Divide using synthetic division $$ ( 9x^{4}-9x^{3}-58x^{2}+5x+24 ) \div ( x-1 ) $$
Answer
The synthetic division table is:
$$ \begin{array}{c|rrrrr}1&9&-9&-58&5&24\\& & 9& 0& -58& \color{black}{-53} \\ \hline &\color{blue}{9}&\color{blue}{0}&\color{blue}{-58}&\color{blue}{-53}&\color{orangered}{-29} \end{array} $$The solution is:
$$ \frac{ 9x^{4}-9x^{3}-58x^{2}+5x+24 }{ x-1 } = \color{blue}{9x^{3}-58x-53} \color{red}{~-~} \frac{ \color{red}{ 29 } }{ x-1 } $$Explanation
Step 1 : Write down the coefficients of the dividend into division table. Put the zero from $ x -1 = 0 $ ( $ x = \color{blue}{ 1 } $ ) at the left.

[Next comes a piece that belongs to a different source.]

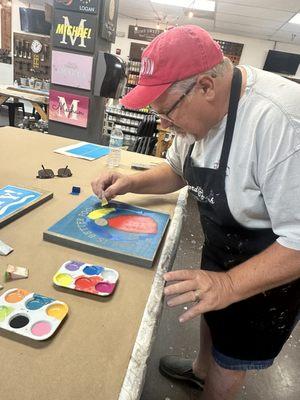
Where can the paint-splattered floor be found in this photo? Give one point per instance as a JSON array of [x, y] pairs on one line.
[[280, 382]]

$$ \begin{array}{c|rrrrr}\color{blue}{1}&9&-9&-58&5&24\\& & & & & \\ \hline &&&&& \end{array} $$Step 1 : Bring down the leading coefficient to the bottom row.

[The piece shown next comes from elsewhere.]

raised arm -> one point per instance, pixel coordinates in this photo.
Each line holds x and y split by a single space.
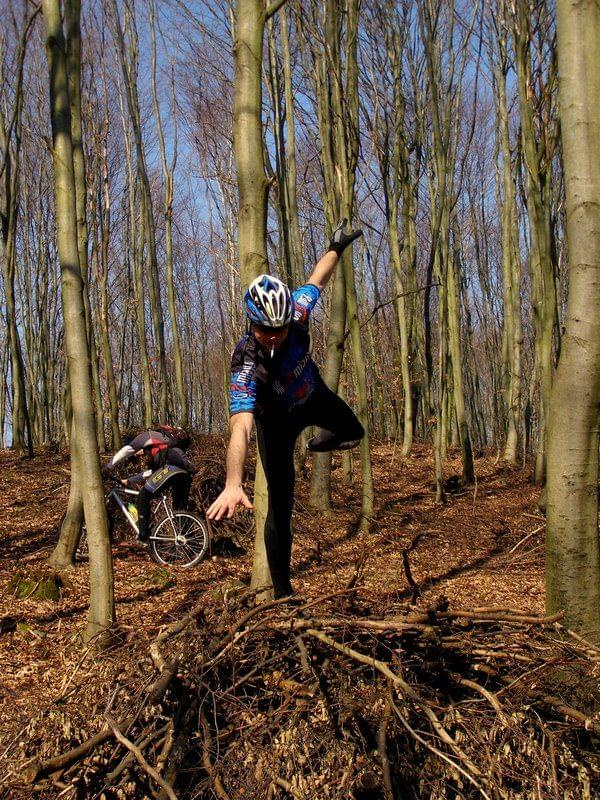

$$ \begin{array}{c|rrrrr}1&\color{orangered}{ 9 }&-9&-58&5&24\\& & & & & \\ \hline &\color{orangered}{9}&&&& \end{array} $$Step 2 : Multiply by the number on the left, and carry the result into the next column: $ \color{blue}{ 1 } \cdot \color{blue}{ 9 } = \color{blue}{ 9 } $.
$$ \begin{array}{c|rrrrr}\color{blue}{1}&9&-9&-58&5&24\\& & \color{blue}{9} & & & \\ \hline &\color{blue}{9}&&&& \end{array} $$Step 3 : Add down last column: $ \color{orangered}{ -9 } + \color{orangered}{ 9 } = \color{orangered}{ 0 } $
$$ \begin{array}{c|rrrrr}1&9&\color{orangered}{ -9 }&-58&5&24\\& & \color{orangered}{9} & & & \\ \hline &9&\color{orangered}{0}&&& \end{array} $$Step 4 : Multiply by the number on the left, and carry the result into the next column: $ \color{blue}{ 1 } \cdot \color{blue}{ 0 } = \color{blue}{ 0 } $.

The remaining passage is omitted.